Apprendimento e gratificazione
Gli studi scientifici hanno monitorano l’attività neuronale e la funzionalità del cervello e hanno mostrato che quando giochiamo ai videogiochi, due parti vengono stimolate costantemente e con intensità: quella associata alle motivazioni e al raggiungimento degli obiettivi (quella a cui si fa rifermento con “sistema della ricompensa” o della “gratificazione”) e quella associata all’apprendimento e alla memoria (cioè l’ippocampo).

Trovare oggetti nascosti, arrivare al traguardo o segnare un gol, concentra la nostra attenzione e crea un senso di determinazione e motivazione. D’altra parte tutti i videogiochi – non solo quelli espressamente didattici – sono istruttivi e fanno imparare qualcosa ai giocatori.

Giocando con il Brain Training
L’ultimo studio che sostiene questa tesi è quello condotto presso l’Università di Davis, negli Usa, e pubblicato sulla rivista Computers in Human Behavior. Gli esperti californiani hanno coinvolto 160 giovani che dicevano di soffrire di depressione lieve. Hanno chiesto loro di cimentarsi per 3-6 minuti al dì con un gioco sul cellulare. I ricercatori hanno usato le app per la stimolazione cognitiva, i cosiddetti brain training o rompicapi.

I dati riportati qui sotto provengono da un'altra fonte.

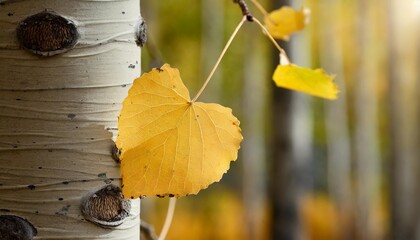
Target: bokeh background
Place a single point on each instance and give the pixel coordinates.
(308, 168)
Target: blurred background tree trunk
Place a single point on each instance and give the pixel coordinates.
(404, 119)
(288, 164)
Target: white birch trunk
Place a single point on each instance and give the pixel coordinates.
(58, 116)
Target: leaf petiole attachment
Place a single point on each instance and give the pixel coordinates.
(244, 18)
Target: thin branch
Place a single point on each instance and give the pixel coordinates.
(220, 58)
(245, 9)
(260, 7)
(147, 231)
(281, 50)
(168, 220)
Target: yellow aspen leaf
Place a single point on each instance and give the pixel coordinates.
(314, 82)
(284, 21)
(169, 145)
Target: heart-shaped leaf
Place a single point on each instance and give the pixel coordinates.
(169, 145)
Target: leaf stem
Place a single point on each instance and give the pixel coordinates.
(244, 9)
(260, 7)
(244, 18)
(281, 50)
(168, 220)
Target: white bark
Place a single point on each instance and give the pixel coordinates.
(58, 116)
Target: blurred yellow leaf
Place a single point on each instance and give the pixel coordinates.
(315, 82)
(169, 145)
(285, 21)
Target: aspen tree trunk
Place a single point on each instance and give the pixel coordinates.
(58, 116)
(404, 120)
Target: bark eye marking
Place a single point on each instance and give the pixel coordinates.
(106, 207)
(47, 33)
(14, 227)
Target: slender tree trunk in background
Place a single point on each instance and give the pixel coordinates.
(366, 120)
(254, 152)
(284, 175)
(58, 116)
(211, 46)
(336, 119)
(404, 116)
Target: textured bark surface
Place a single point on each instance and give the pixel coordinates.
(58, 116)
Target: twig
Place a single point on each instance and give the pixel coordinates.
(281, 50)
(147, 231)
(168, 220)
(245, 10)
(260, 7)
(220, 58)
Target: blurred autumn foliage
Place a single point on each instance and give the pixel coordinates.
(346, 169)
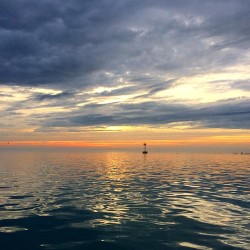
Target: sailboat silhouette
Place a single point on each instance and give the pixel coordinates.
(145, 149)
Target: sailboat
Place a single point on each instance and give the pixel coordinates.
(145, 149)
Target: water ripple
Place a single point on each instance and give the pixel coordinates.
(75, 200)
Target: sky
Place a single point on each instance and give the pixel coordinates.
(108, 73)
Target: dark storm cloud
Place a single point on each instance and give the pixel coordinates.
(228, 114)
(72, 42)
(63, 95)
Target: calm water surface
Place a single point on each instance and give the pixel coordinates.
(79, 200)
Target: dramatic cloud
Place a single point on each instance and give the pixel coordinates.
(72, 63)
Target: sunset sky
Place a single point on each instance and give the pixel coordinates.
(117, 73)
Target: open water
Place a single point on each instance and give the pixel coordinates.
(114, 200)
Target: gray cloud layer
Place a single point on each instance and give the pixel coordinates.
(63, 41)
(69, 45)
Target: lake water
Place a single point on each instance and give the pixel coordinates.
(119, 200)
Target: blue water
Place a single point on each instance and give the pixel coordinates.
(108, 200)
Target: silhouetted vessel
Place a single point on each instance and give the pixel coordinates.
(145, 149)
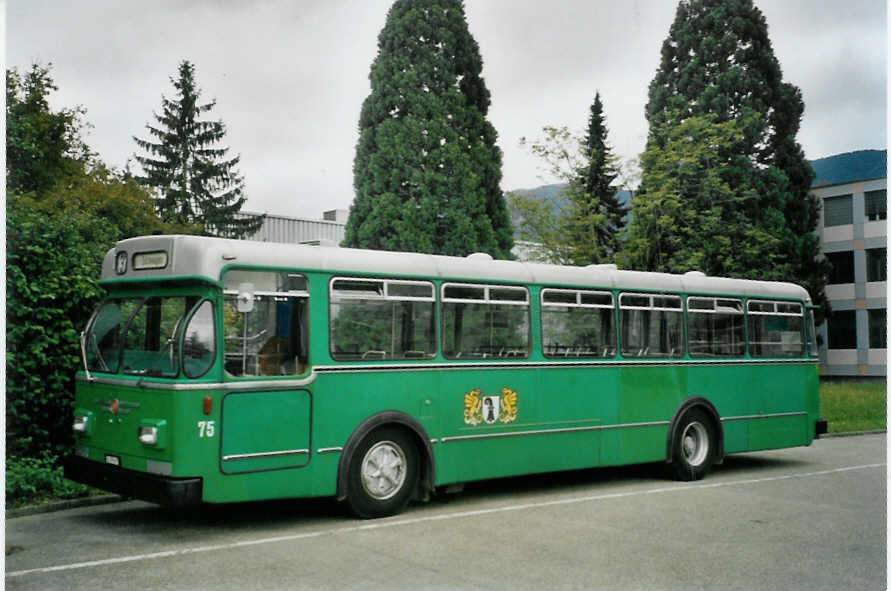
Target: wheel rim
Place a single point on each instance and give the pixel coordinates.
(694, 443)
(383, 470)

E’ emerso che più i volontari giocavano, maggiore era la loro percezione di riuscire a controllare il proprio disturbo depressivo. Gli effetti erano più evidenti tra coloro che riteneva di avere un disturbo depressivo di natura ”ereditaria”, insomma un disturbo organico dovuto allo squilibrio di sostanze (neurotrasmettitori) nel loro cervello; meno evidenti, invece, gli effetti su quelli che lamentavano un disturbo depressivo dovuto a circostanze esterne (problemi di lavoro, problemi familiari, e via dicendo).